China's Hard-Core Rep
The report drafted by the Committee, recommended "…[t]he United States should view with suspicion the continued penetration of the U.S. telecommunications market by Chinese telecommunications companies" as a backdrop to dealing with all Chinese firms in that sector, and specifically called out ZTE and Huawei.
"Private-sector entities in the United States are strongly encouraged to consider the long-term security risks associated with doing business with either ZTE or Huawei for equipment or services," the report stated.
Both Huawei and ZTE have been linked by U.S. investigators as having close ties to the Chinese military, and both companies were accused earlier this year of selling equipment that would relay data back to China… allegations both companies have strongly denied.
Huawei and ZTE both vehemently denied today's report's conclusions. "We have to suspect that the only purpose of such a report is to impede competition and obstruct Chinese ICT companies from entering the US market," Huawei said in a statement to the press.
Given the lengths that technology companies will go to to protect their markets in the courtroom, it is not so far-fetched to assume that some well-placed lobbyists could exert some influence on House Committee members and paint ZTE and Huawei as bad actors. And that could be what's going on here.

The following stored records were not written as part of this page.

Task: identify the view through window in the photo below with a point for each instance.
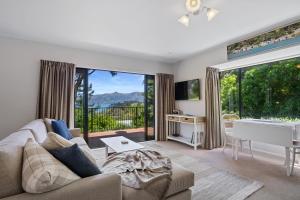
(268, 91)
(109, 103)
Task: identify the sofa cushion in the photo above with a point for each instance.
(11, 154)
(182, 179)
(74, 158)
(60, 127)
(79, 140)
(55, 141)
(48, 124)
(41, 171)
(38, 129)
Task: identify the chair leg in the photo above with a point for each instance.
(250, 147)
(241, 144)
(225, 142)
(294, 158)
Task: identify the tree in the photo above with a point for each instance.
(269, 90)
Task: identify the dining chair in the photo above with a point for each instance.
(227, 121)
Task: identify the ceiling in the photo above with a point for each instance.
(142, 28)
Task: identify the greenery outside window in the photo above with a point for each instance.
(267, 91)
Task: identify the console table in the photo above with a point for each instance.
(195, 121)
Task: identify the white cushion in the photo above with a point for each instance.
(38, 129)
(55, 141)
(42, 172)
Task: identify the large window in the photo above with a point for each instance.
(109, 103)
(270, 90)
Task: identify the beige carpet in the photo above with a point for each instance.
(211, 183)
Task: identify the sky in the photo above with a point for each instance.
(103, 82)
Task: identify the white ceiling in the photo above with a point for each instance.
(145, 28)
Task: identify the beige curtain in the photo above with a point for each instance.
(165, 102)
(56, 91)
(212, 136)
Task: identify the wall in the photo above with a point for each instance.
(19, 75)
(195, 67)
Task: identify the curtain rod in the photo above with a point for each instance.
(257, 63)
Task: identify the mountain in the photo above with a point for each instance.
(113, 98)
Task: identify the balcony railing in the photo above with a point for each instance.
(111, 118)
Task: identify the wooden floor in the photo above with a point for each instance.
(265, 168)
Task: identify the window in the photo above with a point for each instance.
(270, 90)
(109, 103)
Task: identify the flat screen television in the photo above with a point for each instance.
(187, 90)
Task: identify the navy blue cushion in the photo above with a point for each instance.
(76, 161)
(60, 127)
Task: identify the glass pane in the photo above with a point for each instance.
(150, 106)
(272, 90)
(229, 92)
(79, 99)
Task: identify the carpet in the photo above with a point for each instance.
(211, 183)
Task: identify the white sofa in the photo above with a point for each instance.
(103, 186)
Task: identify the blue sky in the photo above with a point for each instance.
(103, 82)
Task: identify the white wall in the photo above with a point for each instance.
(19, 75)
(195, 67)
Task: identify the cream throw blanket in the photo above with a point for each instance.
(142, 169)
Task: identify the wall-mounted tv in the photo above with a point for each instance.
(187, 90)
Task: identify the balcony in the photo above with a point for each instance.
(114, 121)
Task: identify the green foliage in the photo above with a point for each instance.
(268, 91)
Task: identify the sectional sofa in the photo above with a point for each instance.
(101, 187)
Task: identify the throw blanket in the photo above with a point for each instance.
(142, 169)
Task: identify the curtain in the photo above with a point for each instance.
(165, 102)
(56, 91)
(212, 137)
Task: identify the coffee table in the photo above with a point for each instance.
(115, 143)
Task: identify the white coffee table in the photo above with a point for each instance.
(115, 144)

But where there's smoke, there's often fire, and as noted, this isn't the first time suspicions have been raised about relying too much on components from our strategic competitors. For example, a number of private and public officials have long made it a standard practice to take extreme care with their electronics when visiting mainland China to avoid having their privacy and security compromised.
The Complex Western Pacific Climate
Rocky relations with the increasingly powerful and assertice People's Republic of China in a U.S. election season further complicates an already tense trade and political situation throughout the Western Pacific. Since the end of World War II, the U.S. has projected a very strong presence in that part of the world, particularly in its relationships with Japan and South Korea, and keeping a balance in trade, resource and security interests in that region of the world remains challenging.

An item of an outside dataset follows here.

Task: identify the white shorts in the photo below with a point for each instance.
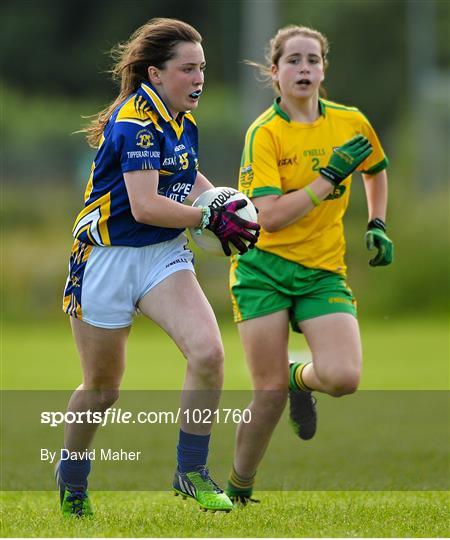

The political complexities in a region where billions of dollars of electronics are designed and manufactured (electronics that Americans consume voraciously and that underpin much of our computing and communciations device and infrastructure), are very much a part of the reason why the U.S. is renewing its efforts to establish a presence in Western Pacific, to give all nations in East Asia a clear signal that America is not going away. While the U.S. publicly denies that it's trying to "contain" China, there is little doubt that that's exactly what it's trying to do.

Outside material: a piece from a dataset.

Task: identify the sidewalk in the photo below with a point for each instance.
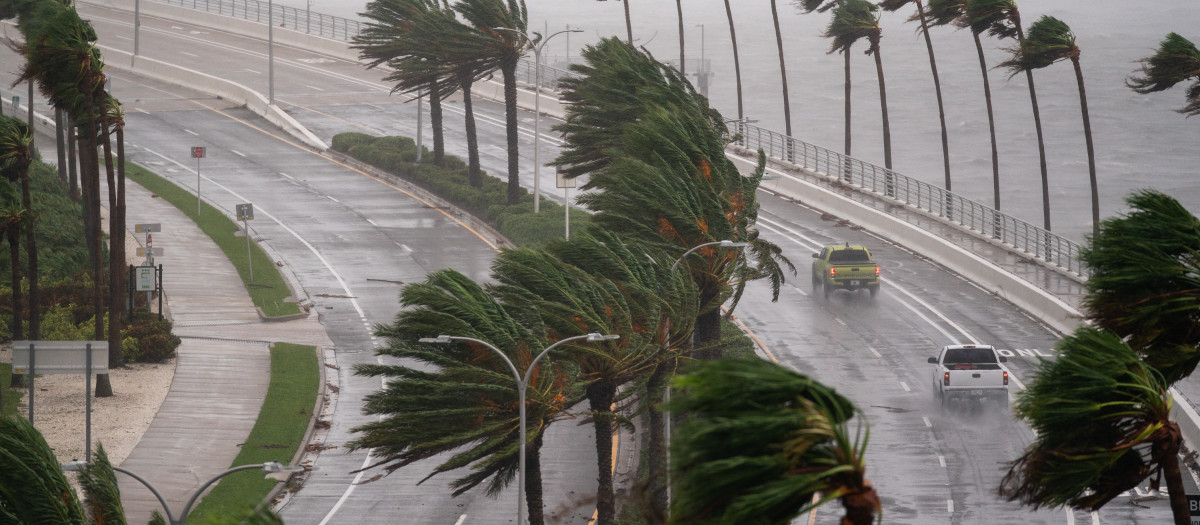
(223, 367)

Watching The Ripple Effect
Today's Committee report will most certainly cool U.S.-Chinese relations, though listening to both U.S. Presidential candidate's stump speeches would probably have the same effect. If the rhetoric continues, each side might be tempted to start a more aggressive form of conflict, such as a trade war.
If U.S. companies abide by the recommendations of the report, it will be hard to tell what the immediate effects will be. It could prompt re-examining existing agreements with Huawei, ZTE and U.S. partners and would be even more likely to affect deals still in the planning stages.
Both companies make parts used to build electric power grids and banking and finance systems, not to mention parts for consumer devices. If any of those parts were critical to the manufacture of other companies' finished products and were blocked by participation in this embargo, it could create a scarcity that would bump up prices right before the U.S. holiday shopping season.
And there's no telling what China might do in retaliation. The complexities of the Asian markets are layered with many nuances, and the chain of cause and effect can be just as complex.
One possible first volley in such a push back could be a slow-down or cancellation of Beijing-vased Lenovo's recently announced plans to build a new computer manufacturing facility in Whitsett, North Carolina . If that deal's status changes, it would be a stinging financial and political blow to that region.
There is no sign yet that the Lenovo deal, or any other recent U.S.-Chinese deal, will be altered, but it is a possibility. But even if China chooses not to respond directly, U.S. participation in this recommended embargo will undoubtedly affect the global elecronics market and put further stress on gobal economies.